3. Role and regulation of nuclear β-catenin in mature neurons (Katarzyna Misztal, Andrzej Nagalski, Mateusz Ambrożkiewicz, and Nikola Brożko; supervisor: Marta B. Wiśniewska)
β-catenin participates in two distinct functions in a cell, serving as (i) a component of cadherin-based adherens junctions, and (ii) a gene expression regulator in canonical Wnt signaling as a cofactor of LEF1/TCF transcription factors. In the developing brain, nuclear β-catenin activates genes involved in the proliferation and differentiation of neuronal precursor cells. Interestingly, aberrant regulation of the Wnt pathway in the adult brain has been associated with neurodegenerative diseases and mood disorders.

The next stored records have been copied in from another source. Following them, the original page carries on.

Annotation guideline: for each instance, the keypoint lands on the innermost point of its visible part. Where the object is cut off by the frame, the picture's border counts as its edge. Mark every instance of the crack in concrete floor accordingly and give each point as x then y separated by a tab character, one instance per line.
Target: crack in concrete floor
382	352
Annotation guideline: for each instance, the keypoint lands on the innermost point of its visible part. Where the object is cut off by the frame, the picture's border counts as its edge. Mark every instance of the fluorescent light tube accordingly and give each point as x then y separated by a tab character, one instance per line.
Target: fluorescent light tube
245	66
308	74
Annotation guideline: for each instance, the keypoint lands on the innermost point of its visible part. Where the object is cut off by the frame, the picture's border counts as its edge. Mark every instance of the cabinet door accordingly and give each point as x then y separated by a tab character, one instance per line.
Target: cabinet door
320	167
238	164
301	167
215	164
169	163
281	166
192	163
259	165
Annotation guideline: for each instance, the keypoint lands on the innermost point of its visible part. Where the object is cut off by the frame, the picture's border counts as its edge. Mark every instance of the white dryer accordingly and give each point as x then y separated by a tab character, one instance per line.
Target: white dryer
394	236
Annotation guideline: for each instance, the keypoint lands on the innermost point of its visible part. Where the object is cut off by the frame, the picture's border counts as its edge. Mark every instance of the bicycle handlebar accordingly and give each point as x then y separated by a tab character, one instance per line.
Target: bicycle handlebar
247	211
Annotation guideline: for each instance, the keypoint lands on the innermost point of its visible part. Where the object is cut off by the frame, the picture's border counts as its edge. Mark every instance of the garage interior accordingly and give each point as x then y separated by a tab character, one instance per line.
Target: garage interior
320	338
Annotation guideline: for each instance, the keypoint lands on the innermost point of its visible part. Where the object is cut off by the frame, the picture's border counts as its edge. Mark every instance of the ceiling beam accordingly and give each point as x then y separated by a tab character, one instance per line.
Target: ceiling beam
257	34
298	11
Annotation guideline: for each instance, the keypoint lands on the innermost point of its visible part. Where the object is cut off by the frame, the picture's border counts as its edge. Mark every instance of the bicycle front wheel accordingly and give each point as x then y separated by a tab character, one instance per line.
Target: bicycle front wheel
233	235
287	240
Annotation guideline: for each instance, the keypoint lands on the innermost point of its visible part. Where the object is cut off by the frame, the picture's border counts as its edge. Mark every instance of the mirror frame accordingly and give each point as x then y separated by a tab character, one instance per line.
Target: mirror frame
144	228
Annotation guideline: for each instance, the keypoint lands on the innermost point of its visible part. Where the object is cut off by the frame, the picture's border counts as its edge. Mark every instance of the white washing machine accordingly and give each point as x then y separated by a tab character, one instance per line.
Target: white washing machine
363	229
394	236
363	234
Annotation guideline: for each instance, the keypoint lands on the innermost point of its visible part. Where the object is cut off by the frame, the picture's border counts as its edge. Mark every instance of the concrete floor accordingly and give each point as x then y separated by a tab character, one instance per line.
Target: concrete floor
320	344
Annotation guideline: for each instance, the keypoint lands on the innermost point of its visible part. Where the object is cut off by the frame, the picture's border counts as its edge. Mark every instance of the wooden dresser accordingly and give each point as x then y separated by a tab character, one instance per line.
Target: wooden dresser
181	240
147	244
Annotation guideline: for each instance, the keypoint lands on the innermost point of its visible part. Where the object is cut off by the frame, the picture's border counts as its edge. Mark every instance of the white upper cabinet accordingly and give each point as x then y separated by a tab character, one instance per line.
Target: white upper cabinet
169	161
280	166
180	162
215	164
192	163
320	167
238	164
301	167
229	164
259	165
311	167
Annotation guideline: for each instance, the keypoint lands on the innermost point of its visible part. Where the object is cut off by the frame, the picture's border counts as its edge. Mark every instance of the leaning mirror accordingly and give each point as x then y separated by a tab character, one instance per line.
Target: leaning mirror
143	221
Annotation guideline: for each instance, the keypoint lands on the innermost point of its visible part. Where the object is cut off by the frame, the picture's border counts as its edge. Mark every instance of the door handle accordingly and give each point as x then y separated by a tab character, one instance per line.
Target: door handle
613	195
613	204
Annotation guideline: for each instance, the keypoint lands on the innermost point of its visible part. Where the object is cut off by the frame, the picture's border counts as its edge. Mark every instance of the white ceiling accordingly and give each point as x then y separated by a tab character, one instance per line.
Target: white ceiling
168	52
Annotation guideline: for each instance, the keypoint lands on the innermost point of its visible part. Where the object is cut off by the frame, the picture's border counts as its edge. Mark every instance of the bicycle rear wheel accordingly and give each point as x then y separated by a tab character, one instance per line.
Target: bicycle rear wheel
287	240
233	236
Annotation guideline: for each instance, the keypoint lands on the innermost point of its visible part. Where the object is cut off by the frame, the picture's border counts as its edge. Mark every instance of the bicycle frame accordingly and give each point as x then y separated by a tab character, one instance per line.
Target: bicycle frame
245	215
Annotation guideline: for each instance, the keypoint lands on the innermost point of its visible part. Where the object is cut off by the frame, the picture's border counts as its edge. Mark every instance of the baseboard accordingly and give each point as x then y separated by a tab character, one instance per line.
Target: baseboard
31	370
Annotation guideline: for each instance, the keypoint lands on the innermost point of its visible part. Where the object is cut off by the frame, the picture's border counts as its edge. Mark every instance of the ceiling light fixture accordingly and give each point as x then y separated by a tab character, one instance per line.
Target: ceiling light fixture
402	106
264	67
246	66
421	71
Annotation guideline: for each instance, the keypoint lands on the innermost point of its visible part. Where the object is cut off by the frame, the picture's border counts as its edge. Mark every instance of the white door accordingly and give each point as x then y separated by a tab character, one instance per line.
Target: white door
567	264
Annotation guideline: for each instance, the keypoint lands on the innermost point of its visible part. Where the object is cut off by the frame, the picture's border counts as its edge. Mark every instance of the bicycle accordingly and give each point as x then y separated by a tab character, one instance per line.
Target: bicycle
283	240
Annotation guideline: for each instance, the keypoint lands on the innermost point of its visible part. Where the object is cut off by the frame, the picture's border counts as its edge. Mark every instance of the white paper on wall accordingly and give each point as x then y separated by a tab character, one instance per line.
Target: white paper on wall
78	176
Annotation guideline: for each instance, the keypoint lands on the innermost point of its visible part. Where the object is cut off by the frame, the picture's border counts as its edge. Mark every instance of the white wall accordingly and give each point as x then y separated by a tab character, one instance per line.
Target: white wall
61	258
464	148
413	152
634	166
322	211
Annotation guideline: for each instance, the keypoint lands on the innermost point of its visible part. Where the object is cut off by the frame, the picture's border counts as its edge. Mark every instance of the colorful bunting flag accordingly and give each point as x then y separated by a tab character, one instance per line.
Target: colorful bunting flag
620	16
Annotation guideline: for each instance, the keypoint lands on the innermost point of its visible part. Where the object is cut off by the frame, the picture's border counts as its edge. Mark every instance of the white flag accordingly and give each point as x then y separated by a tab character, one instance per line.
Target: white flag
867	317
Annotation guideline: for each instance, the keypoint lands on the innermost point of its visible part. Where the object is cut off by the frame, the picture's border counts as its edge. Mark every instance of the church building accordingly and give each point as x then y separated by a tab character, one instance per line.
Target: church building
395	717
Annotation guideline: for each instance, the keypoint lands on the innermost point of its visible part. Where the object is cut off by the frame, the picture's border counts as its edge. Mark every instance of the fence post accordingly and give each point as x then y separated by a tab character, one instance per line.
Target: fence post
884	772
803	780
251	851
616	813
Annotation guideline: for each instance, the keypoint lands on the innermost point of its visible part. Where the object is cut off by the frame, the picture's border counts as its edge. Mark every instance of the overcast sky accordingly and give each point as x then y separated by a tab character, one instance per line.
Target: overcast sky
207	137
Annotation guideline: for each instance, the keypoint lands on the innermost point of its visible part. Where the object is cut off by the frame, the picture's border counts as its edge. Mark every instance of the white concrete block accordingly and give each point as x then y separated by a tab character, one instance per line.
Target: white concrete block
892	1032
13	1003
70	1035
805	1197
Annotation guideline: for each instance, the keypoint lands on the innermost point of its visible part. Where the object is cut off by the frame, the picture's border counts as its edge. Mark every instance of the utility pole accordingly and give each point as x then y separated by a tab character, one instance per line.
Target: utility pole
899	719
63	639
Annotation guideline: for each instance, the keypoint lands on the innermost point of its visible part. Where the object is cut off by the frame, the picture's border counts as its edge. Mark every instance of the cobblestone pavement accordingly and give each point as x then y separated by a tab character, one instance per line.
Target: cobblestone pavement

However, the issue of the physiological role and regulation of the Wnt/β-catenin pathway in mature neurons is far from
resolved.
We recently demonstrated that, specifically in thalamic neurons of the adult brain, β-catenin is constitutively nuclear.
By exploring the mechanism of this phenomena, we found that neither disruption of the thalamic environment nor inhibition of Wnt/Dishevelled signal transduction affects nuclear levels of β-catenin in these cells, suggesting the existence of a mechanism that operates downstream of the WNT receptor. We reported that the β-catenin degradation rate is lower in thalamic neurons than in cortical neurons, which appears to be a consequence of low level of the β-catenin degradation complex (APC/AXIN1/GSK3β). Thus, the nuclear localization of β-catenin in thalamic neurons appears to be a cell-autonomous and cell-intrinsic feature (Misztal, Wisniewska, Ambrozkiewicz, Kuznicki, under revision).
We also showed that β-catenin, together with LEF1 transcription factor, regulates the Cacna1g gene, encoding the Cav3.1 T-type calcium channel subunit that contributes to electrical signal propagation in thalamic neurons and is involved in epilepsy (Wisniewska et al., J Neurosci 2010). Our main goal is to further identify new β-catenin-LEF1/TCF target genes, specific for neurons, which may help understand the role of nuclear β-catenin in the adult brain.
We perform in silico analyses (e.g., screening of conserved noncoding sequences for transcription factor motifs) and analyses of spatially correlated gene expression in the brain.
These investigations are performed in collaboration with Dr. Michal Dąbrowski, Nencki Institute, Warsaw. We also use custom-designed PCR arrays to profile gene expression in the brain and adenovirus-transduced primary neurons (Fig. 3). To experimentally confirm the actual targets, we perform luciferase assays, footprinting, and chromatin immunoprecipitation.
Fig. 3. Localization of β-catenin in cortical neurons treated with LiCl and overexpressing LEF1/TCF7L2. Cortical primary cultures were labeled with β-catenin-specific mouse monoclonal antibody. (A) Control neurons. (B) Neurons treated with 10 mM LiCl. (C) Neurons transduced with LEF1 and TCF7L2 expressing adenoviruses and treated with 10 mM LiCl.